Though mentioned only once, Hiroshima and Nagasaki loom large over Nuclear Nation, an assured and sobering documentary that charts the situation in Futaba, Japan, shortly after the 2011 meltdown at the nearby Fukushima Daiichi nuclear power plant.
Due to the catastrophic infrastructural damage wrought by this calamity (and the preceding tsunami and earthquake), most of Futaba’s residents were forced to relocate to a nearby school. Funahashi’s film locates the ongoing tragedy of these circumstances in crowded classroom dorms, cramped makeshift offices, and the uniformly despondent countenances of those who lost homes and loved ones to the catastrophe and who have now been left purgatorial refugees.
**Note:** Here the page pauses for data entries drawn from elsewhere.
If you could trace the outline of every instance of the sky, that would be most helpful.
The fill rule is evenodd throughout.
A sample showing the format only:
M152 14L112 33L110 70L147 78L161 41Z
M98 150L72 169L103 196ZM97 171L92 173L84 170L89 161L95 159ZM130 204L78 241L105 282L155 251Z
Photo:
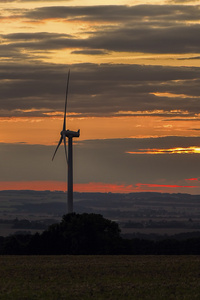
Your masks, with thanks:
M200 1L1 0L0 190L200 194Z

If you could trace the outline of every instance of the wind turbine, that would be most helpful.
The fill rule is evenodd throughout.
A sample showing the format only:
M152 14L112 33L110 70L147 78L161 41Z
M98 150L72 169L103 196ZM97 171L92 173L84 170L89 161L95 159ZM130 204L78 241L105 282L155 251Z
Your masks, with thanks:
M66 88L66 98L65 98L65 111L64 111L64 120L63 120L63 129L60 132L60 140L52 157L52 161L56 155L56 152L62 143L64 142L65 148L65 157L68 166L68 188L67 188L67 205L68 205L68 213L73 212L73 137L80 136L80 129L78 131L71 131L69 129L66 130L66 113L67 113L67 96L68 96L68 88L69 88L69 76L70 70L68 72L67 78L67 88ZM67 145L66 145L66 137L68 138L68 156L67 156Z

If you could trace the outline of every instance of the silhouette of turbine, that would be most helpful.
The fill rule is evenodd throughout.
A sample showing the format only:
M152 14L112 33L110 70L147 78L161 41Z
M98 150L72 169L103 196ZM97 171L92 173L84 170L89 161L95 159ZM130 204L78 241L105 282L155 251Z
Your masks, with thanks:
M70 70L68 72L68 78L67 78L63 129L60 133L61 137L60 137L60 140L56 147L56 150L54 152L54 155L52 157L52 161L56 155L56 152L57 152L60 144L63 141L64 148L65 148L65 157L66 157L67 166L68 166L67 205L68 205L68 213L70 214L73 212L73 147L72 147L73 141L72 141L72 139L73 139L73 137L80 136L80 129L78 131L71 131L69 129L66 130L66 113L67 113L67 96L68 96L68 88L69 88L69 76L70 76ZM68 156L67 156L66 137L68 138Z

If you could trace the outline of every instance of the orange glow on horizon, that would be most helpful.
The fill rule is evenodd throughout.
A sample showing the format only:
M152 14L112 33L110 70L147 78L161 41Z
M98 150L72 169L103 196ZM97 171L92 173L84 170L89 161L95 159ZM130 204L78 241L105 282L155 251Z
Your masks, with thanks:
M127 151L128 154L200 154L200 147L177 147L169 149L139 149L138 151Z
M151 184L136 183L135 185L111 184L101 182L74 184L74 191L80 193L136 193L136 192L180 192L180 189L195 189L200 193L199 186L179 184ZM63 181L2 181L0 190L34 190L34 191L63 191L67 190L67 184Z
M31 110L30 113L32 113ZM44 112L41 113L44 114ZM46 113L54 114L53 112ZM56 144L58 135L62 129L63 113L55 112L55 114L49 117L31 117L27 115L27 117L0 118L0 142L42 145ZM166 121L164 118L152 115L79 117L70 114L67 119L67 128L74 131L80 129L79 141L90 139L148 138L171 135L197 136L197 128L199 128L198 119L179 120L175 122L173 119ZM146 153L146 150L144 151ZM155 152L155 149L153 149L153 152Z

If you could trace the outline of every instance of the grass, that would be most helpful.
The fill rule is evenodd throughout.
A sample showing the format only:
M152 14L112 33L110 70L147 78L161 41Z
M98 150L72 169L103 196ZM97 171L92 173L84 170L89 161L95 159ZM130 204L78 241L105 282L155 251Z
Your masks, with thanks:
M200 299L200 257L0 256L0 299Z

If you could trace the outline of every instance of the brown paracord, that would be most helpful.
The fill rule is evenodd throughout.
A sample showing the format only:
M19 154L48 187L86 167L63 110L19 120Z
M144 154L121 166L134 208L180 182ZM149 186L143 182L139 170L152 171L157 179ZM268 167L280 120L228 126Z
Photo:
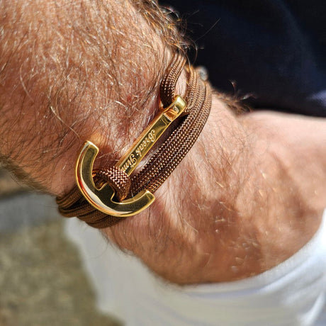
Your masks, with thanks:
M161 82L159 95L164 107L174 101L176 84L185 62L182 57L176 55ZM193 67L186 69L189 76L185 99L187 107L180 124L135 176L130 177L115 166L94 170L93 176L97 186L109 184L120 201L133 197L144 189L154 193L185 157L206 122L212 102L209 84L199 77ZM96 228L110 227L125 218L108 215L96 210L86 201L77 186L66 196L57 198L57 203L62 215L78 217Z

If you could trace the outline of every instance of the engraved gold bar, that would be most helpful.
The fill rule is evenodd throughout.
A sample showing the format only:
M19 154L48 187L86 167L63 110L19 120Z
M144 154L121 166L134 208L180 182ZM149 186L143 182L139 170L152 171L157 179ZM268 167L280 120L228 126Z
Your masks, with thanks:
M144 130L117 166L130 175L162 134L185 108L185 101L181 96L176 96L174 101L164 108ZM137 214L151 205L155 197L146 189L130 198L116 201L115 191L108 184L105 184L101 189L96 188L92 173L93 164L99 150L94 144L86 142L76 162L76 181L88 202L106 214L120 218Z
M163 133L186 108L186 101L177 96L167 108L142 133L133 146L119 160L117 166L130 175Z

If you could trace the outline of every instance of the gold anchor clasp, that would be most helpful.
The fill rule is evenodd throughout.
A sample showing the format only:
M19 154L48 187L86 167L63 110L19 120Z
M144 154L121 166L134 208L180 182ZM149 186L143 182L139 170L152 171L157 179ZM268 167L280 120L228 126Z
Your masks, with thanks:
M186 101L176 96L174 102L163 108L146 128L116 166L130 175L169 125L184 112L186 106ZM106 214L123 218L137 214L153 203L155 197L147 190L143 190L128 199L117 201L114 200L115 191L109 184L105 184L101 189L97 189L92 172L98 153L99 148L86 141L80 151L75 167L77 186L91 205Z

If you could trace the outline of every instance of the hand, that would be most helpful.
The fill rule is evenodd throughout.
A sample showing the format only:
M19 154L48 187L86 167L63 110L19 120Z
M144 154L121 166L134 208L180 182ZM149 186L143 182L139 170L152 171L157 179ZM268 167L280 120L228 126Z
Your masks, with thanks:
M156 202L105 230L179 283L232 281L276 266L311 238L326 207L325 119L235 118L215 99Z
M62 195L74 186L85 140L101 150L105 167L147 125L181 38L140 2L4 0L0 12L0 160L24 182ZM153 206L105 232L179 283L270 269L318 227L325 130L323 119L236 117L215 96L199 139Z

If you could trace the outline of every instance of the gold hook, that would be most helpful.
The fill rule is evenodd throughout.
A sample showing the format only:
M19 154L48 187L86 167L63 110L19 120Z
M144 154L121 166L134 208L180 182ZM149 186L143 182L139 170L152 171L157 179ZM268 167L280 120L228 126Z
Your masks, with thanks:
M174 101L164 108L143 131L117 166L130 175L169 125L182 113L186 106L185 101L181 96L176 96ZM147 190L119 202L113 200L115 191L109 184L106 184L101 189L97 189L93 180L92 172L98 153L99 148L86 141L79 153L75 168L78 187L91 205L106 214L120 218L137 214L151 205L155 197Z

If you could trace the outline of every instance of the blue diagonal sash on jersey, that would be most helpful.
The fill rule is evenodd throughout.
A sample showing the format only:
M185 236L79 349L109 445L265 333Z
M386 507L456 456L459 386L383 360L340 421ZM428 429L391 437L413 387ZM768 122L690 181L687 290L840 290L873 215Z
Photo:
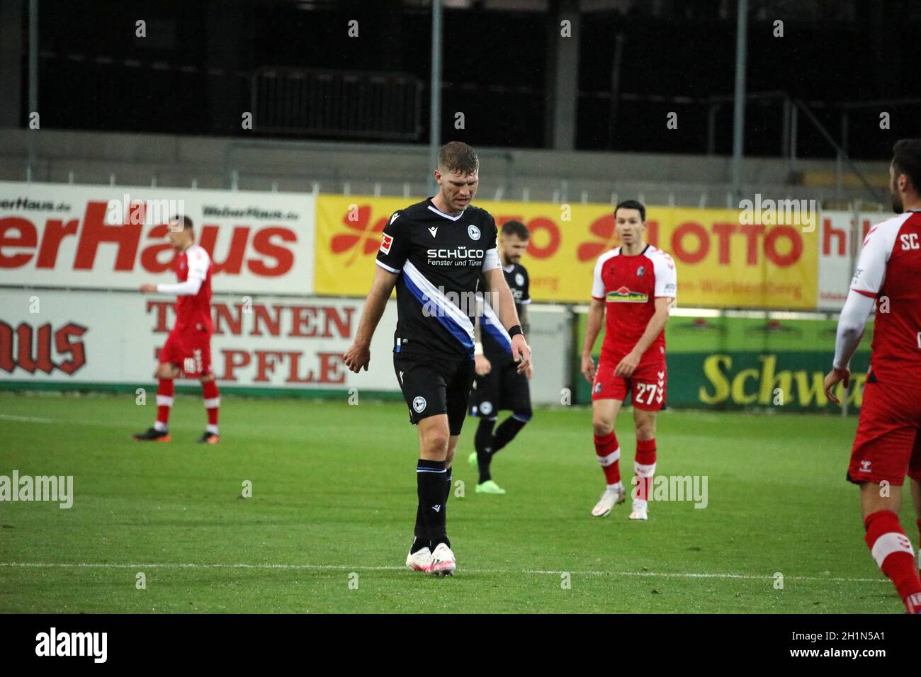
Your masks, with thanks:
M471 355L473 355L473 324L470 321L470 318L451 303L435 285L426 280L419 269L409 261L403 264L402 274L406 288L419 299L423 308L428 304L434 305L436 311L432 314Z
M495 310L493 307L489 305L489 301L484 300L483 303L483 320L480 322L482 326L490 336L503 348L507 350L509 353L512 352L512 337L508 335L508 332L506 328L502 326L502 321L499 320L498 315L495 314Z

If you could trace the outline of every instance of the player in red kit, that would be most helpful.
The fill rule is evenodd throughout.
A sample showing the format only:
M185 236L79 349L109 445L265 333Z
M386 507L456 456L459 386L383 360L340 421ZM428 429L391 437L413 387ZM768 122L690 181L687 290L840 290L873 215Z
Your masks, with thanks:
M860 486L867 546L909 613L921 613L915 551L899 523L905 475L921 537L921 139L903 139L890 166L897 216L870 228L841 310L825 394L848 365L876 304L870 366L847 479ZM921 554L919 554L921 557Z
M677 278L671 257L643 240L643 204L635 200L618 204L614 228L621 246L601 254L595 264L582 347L582 374L592 384L595 453L607 482L591 514L607 516L626 496L614 421L629 392L636 429L630 519L647 519L649 487L656 472L656 416L665 404L668 382L665 323L675 300ZM604 342L596 371L591 350L605 315Z
M169 409L173 403L173 379L180 371L202 382L208 426L199 442L216 444L217 411L221 398L211 371L211 258L195 244L192 219L177 216L169 222L169 242L179 251L176 285L141 285L142 294L175 294L176 325L159 355L154 376L157 387L157 421L145 433L134 436L144 441L169 441Z

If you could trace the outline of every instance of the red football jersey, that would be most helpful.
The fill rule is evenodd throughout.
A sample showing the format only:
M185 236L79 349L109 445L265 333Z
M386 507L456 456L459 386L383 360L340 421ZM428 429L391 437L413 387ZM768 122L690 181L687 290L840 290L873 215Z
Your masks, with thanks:
M851 288L877 299L870 370L880 380L921 383L921 214L870 228Z
M635 256L617 247L598 257L591 298L605 304L601 358L620 360L633 350L656 312L656 298L677 294L675 263L651 244ZM649 344L640 364L665 356L665 331Z
M179 256L176 278L185 282L190 277L202 281L195 295L176 298L176 326L181 332L187 329L204 330L211 333L211 257L197 244L192 245Z

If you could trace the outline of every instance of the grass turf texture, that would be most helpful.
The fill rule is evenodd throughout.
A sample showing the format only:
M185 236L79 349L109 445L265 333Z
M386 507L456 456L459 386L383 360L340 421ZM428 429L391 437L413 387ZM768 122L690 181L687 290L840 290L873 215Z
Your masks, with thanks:
M707 475L709 505L653 502L648 522L627 519L629 497L590 517L589 410L536 412L494 461L504 496L474 493L468 419L466 496L448 506L459 571L434 578L400 568L417 457L402 403L225 398L211 446L194 441L201 399L178 397L172 442L131 440L154 413L133 396L0 394L0 474L74 475L75 493L70 509L0 504L0 612L903 611L844 479L853 417L666 412L657 472ZM618 423L629 482L629 412Z

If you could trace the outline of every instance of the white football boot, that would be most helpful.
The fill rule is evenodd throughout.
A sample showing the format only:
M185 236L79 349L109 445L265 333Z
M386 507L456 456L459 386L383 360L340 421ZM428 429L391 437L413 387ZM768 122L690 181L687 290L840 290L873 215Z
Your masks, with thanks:
M413 571L424 571L428 573L432 568L432 553L429 549L422 548L414 553L406 555L406 568Z
M611 513L611 509L623 503L625 497L626 491L624 489L624 484L618 484L612 488L605 489L598 503L591 508L591 516L607 517Z
M640 498L634 498L633 512L630 513L631 519L648 519L649 503Z
M454 561L454 553L445 543L438 543L432 553L432 566L428 572L435 576L454 576L457 570L457 563Z

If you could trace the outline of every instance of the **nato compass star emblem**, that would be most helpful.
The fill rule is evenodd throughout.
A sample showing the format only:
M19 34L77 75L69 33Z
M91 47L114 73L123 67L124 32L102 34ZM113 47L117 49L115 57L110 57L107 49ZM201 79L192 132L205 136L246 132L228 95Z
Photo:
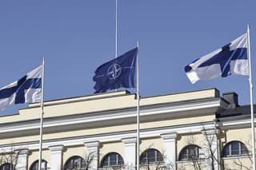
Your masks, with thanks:
M122 72L122 67L120 66L120 65L113 64L107 69L106 75L109 77L109 79L115 80L120 76L121 72Z

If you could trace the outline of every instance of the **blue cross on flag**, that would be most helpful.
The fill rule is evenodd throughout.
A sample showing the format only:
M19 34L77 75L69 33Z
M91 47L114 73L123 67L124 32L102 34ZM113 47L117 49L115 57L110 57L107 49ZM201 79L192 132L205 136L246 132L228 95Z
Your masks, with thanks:
M0 112L14 104L39 102L42 65L0 89Z
M249 75L247 34L185 67L192 84L230 75Z
M98 67L95 76L94 93L109 89L135 87L135 67L138 48Z

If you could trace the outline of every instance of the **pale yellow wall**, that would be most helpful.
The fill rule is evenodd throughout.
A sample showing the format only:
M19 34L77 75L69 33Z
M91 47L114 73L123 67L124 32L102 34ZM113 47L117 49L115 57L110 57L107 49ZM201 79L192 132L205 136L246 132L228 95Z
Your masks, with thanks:
M229 129L226 131L222 131L222 149L227 143L233 140L238 140L242 142L247 147L248 150L251 150L251 129L250 128Z
M117 152L125 159L124 144L122 141L102 143L99 147L99 166L103 157L110 152Z
M150 105L166 102L216 97L216 89L206 89L195 92L174 93L141 99L141 105ZM126 95L125 91L103 93L89 97L61 99L46 101L44 117L53 117L64 115L94 113L98 111L136 107L137 101L134 94ZM39 119L41 109L39 104L30 104L31 107L20 110L18 115L0 117L0 122L15 122L21 120ZM33 108L36 106L36 108ZM100 107L99 107L100 106Z
M76 145L72 147L64 147L63 165L68 159L74 156L79 156L83 159L87 157L87 149L85 145Z
M189 144L195 144L203 150L205 148L205 137L202 133L179 134L177 138L177 160L182 149Z
M200 123L203 121L210 121L213 120L214 114L205 116L205 117L186 117L186 118L179 118L179 119L171 119L171 120L162 120L162 121L155 121L150 122L143 122L140 124L141 129L145 128L160 128L166 127L171 125L181 125L186 124L192 123ZM109 133L109 132L123 132L123 131L130 131L136 129L137 125L122 125L116 126L108 126L102 128L87 128L87 129L80 129L80 130L73 130L68 132L58 132L54 133L44 133L43 140L51 140L51 139L58 139L65 137L72 137L72 136L89 136L89 135L96 135L101 133ZM29 141L36 141L38 140L39 135L26 136L17 136L12 137L11 139L0 138L0 144L14 144L19 142L29 142Z
M29 152L28 169L30 168L30 166L34 161L38 160L38 156L39 156L38 150L30 150ZM49 149L42 149L42 159L47 161L47 167L50 167L51 156L50 156L50 151Z
M151 139L142 139L142 144L140 145L141 154L149 148L155 148L158 150L162 154L165 154L164 140L160 137L155 137Z
M249 168L253 169L252 162L248 157L236 157L223 159L225 169L239 169L239 170L248 170ZM244 167L241 168L238 164Z

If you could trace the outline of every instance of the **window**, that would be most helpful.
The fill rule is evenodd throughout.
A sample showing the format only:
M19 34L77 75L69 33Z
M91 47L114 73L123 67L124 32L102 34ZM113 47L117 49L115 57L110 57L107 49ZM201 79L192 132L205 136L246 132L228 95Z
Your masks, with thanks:
M13 164L6 163L1 165L0 170L15 170L15 168L14 168Z
M102 167L114 167L123 165L123 159L118 153L110 152L102 159Z
M157 163L163 161L162 156L159 151L154 148L149 148L145 151L140 158L140 164Z
M223 149L223 157L248 155L246 145L240 141L231 141Z
M187 160L202 158L202 152L200 147L190 144L185 147L180 152L178 160Z
M78 156L70 157L64 165L64 170L79 170L86 167L85 160Z
M42 160L41 162L41 168L42 170L47 169L47 162L44 160ZM32 165L30 166L30 170L38 170L38 160L34 161Z

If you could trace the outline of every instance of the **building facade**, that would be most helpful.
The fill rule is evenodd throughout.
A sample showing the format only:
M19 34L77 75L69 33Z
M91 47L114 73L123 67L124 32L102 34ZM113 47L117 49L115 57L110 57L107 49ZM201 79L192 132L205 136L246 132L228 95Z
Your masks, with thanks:
M37 169L40 104L0 117L0 170ZM44 102L42 168L135 169L136 95ZM250 107L216 89L142 97L142 169L250 169Z

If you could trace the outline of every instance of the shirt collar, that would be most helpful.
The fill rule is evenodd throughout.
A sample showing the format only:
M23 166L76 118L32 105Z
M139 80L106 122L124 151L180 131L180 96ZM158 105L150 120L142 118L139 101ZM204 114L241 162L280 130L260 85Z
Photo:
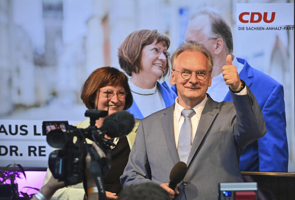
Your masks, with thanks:
M201 101L198 104L197 104L195 107L193 108L193 109L195 110L196 112L196 115L198 116L198 118L199 119L201 117L201 114L202 113L202 111L203 111L203 109L205 106L205 104L207 102L207 100L208 98L207 97L207 95L206 95L206 97L203 100ZM179 121L179 120L180 119L180 117L181 116L181 111L183 109L185 109L182 106L181 106L178 103L178 96L175 99L175 106L174 106L174 111L175 112L175 116L177 121Z

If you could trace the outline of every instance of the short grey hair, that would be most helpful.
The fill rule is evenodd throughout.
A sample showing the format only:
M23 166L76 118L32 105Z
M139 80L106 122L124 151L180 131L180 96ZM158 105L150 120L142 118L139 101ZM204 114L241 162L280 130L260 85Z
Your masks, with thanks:
M207 31L208 36L213 38L220 38L225 44L229 54L232 54L234 49L234 42L231 30L225 19L216 9L204 7L197 11L194 18L203 15L207 16L210 21L210 28Z
M212 72L213 68L213 60L212 60L212 56L210 52L202 44L194 43L192 42L187 42L180 46L177 48L176 50L173 53L171 57L171 65L172 70L175 69L175 61L179 55L186 51L193 52L196 51L202 53L207 58L209 62L209 67L210 72Z

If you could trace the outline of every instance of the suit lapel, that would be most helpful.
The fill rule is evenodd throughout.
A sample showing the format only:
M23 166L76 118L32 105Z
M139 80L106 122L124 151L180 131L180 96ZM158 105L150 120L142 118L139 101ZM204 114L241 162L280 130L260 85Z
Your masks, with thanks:
M173 126L173 111L175 103L165 109L161 119L163 131L166 140L166 144L175 164L179 162L179 157L175 144L174 128Z
M193 158L197 153L204 137L208 132L216 115L219 112L219 109L217 107L218 103L213 101L209 95L207 94L207 96L208 99L202 112L195 139L188 156L187 163L188 166Z

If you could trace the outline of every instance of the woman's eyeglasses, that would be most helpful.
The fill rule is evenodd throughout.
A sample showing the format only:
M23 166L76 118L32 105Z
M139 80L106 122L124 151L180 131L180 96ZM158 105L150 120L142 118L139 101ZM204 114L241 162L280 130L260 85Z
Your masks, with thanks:
M103 90L100 91L99 92L104 97L106 98L111 98L116 94L118 98L124 99L128 94L128 91L120 91L116 93L115 93L112 90Z
M149 47L151 49L151 51L154 53L154 54L157 56L159 56L161 54L163 53L166 58L168 58L168 57L170 56L170 53L166 50L162 51L159 47L154 46Z

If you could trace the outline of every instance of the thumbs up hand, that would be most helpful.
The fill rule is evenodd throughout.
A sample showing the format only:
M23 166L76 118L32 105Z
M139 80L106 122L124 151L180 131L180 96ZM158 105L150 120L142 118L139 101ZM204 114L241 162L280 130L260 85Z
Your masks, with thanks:
M226 65L222 67L222 75L225 84L233 91L238 91L241 89L242 82L240 80L237 68L233 65L231 55L226 57Z

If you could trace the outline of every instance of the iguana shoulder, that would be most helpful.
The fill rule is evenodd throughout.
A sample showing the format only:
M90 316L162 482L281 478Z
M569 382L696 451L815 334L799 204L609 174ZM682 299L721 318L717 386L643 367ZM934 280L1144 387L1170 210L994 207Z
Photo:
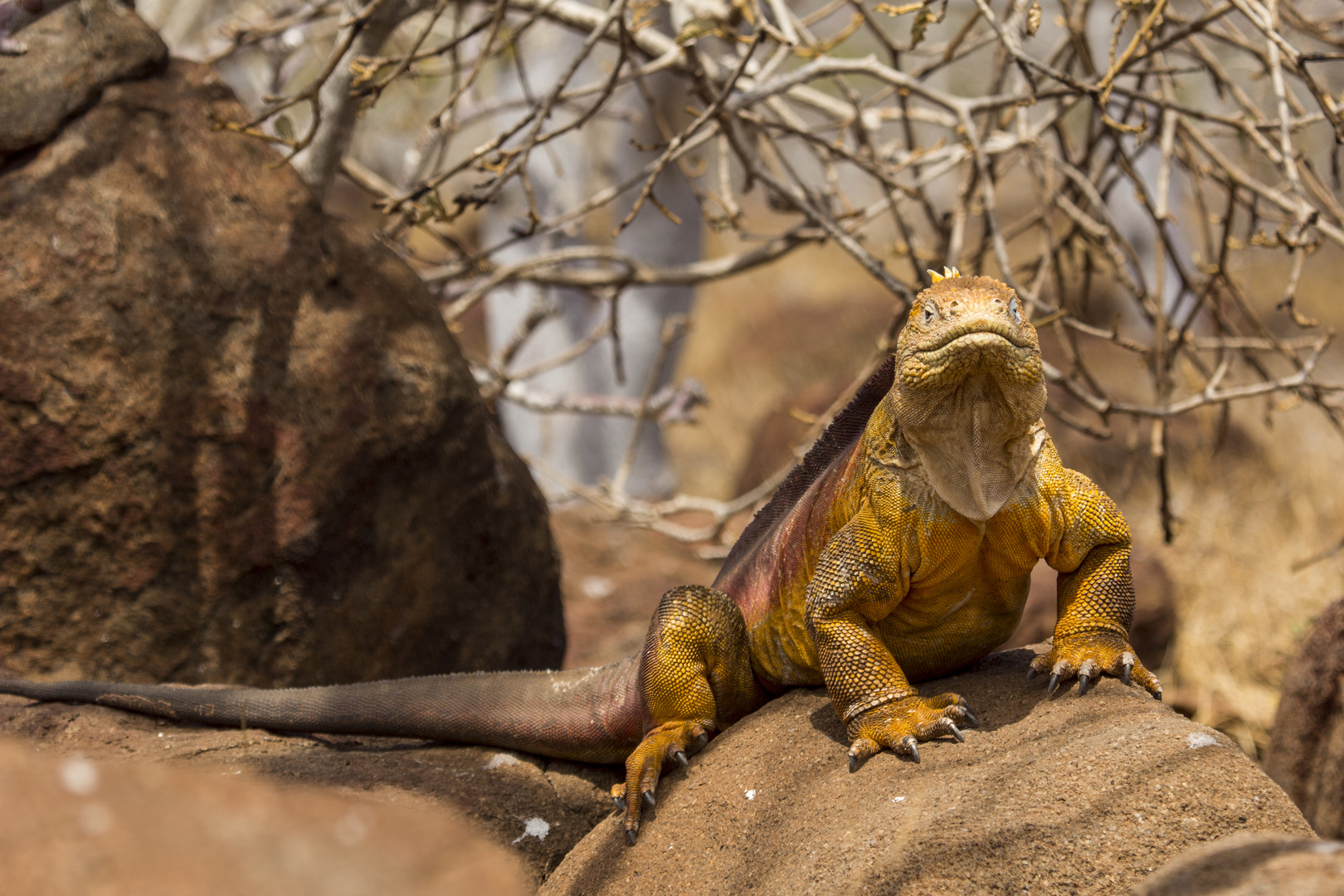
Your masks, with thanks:
M741 607L750 629L771 600L804 584L810 562L837 524L836 502L863 459L859 445L874 410L891 391L895 359L888 357L859 388L793 467L774 497L757 512L728 552L714 587Z

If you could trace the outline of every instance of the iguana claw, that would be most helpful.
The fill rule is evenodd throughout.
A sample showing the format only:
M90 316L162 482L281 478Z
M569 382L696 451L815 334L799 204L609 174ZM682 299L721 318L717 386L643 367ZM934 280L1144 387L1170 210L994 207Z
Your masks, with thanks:
M1060 681L1078 676L1078 696L1091 690L1103 676L1116 676L1126 685L1137 684L1161 700L1163 685L1144 668L1129 642L1113 631L1082 631L1056 637L1050 653L1031 661L1031 672L1050 670L1046 696L1054 696Z

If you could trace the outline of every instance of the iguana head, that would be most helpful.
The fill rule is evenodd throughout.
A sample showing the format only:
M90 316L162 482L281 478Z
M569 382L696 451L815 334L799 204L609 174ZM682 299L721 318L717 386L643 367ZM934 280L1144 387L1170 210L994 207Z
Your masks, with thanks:
M1040 341L1017 294L948 270L919 293L896 341L896 420L939 497L993 516L1040 447Z

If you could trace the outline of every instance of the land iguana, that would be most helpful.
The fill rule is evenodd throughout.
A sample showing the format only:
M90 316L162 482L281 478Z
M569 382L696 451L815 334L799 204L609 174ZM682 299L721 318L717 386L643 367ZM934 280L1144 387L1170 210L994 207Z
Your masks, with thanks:
M931 273L931 271L930 271ZM988 277L934 275L896 351L753 519L712 587L663 596L644 650L601 669L466 673L320 688L0 681L34 700L184 721L398 735L625 762L626 840L665 766L794 686L825 685L849 770L974 725L911 682L986 656L1016 629L1036 562L1059 572L1054 641L1028 680L1102 674L1161 697L1129 645L1129 528L1064 467L1040 420L1036 330Z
Employing straightforward, music-free aesthetics that express the grim realities of his story, director Funahashi captures both grief and outrage in equal measure, all of it tinged with the displaced and desolate citizens’ regret over having predicated their fates on the very energy-source technology that cost them so much during WWII.
While one man pines for his Mad Max and Planet of the Apes DVDs, Futaba itself proves to be a true apocalyptic wasteland of demolished buildings and contaminated debris — sights that silently scream out in opposition to indifferent government officials and corporations still committed to using nuclear power.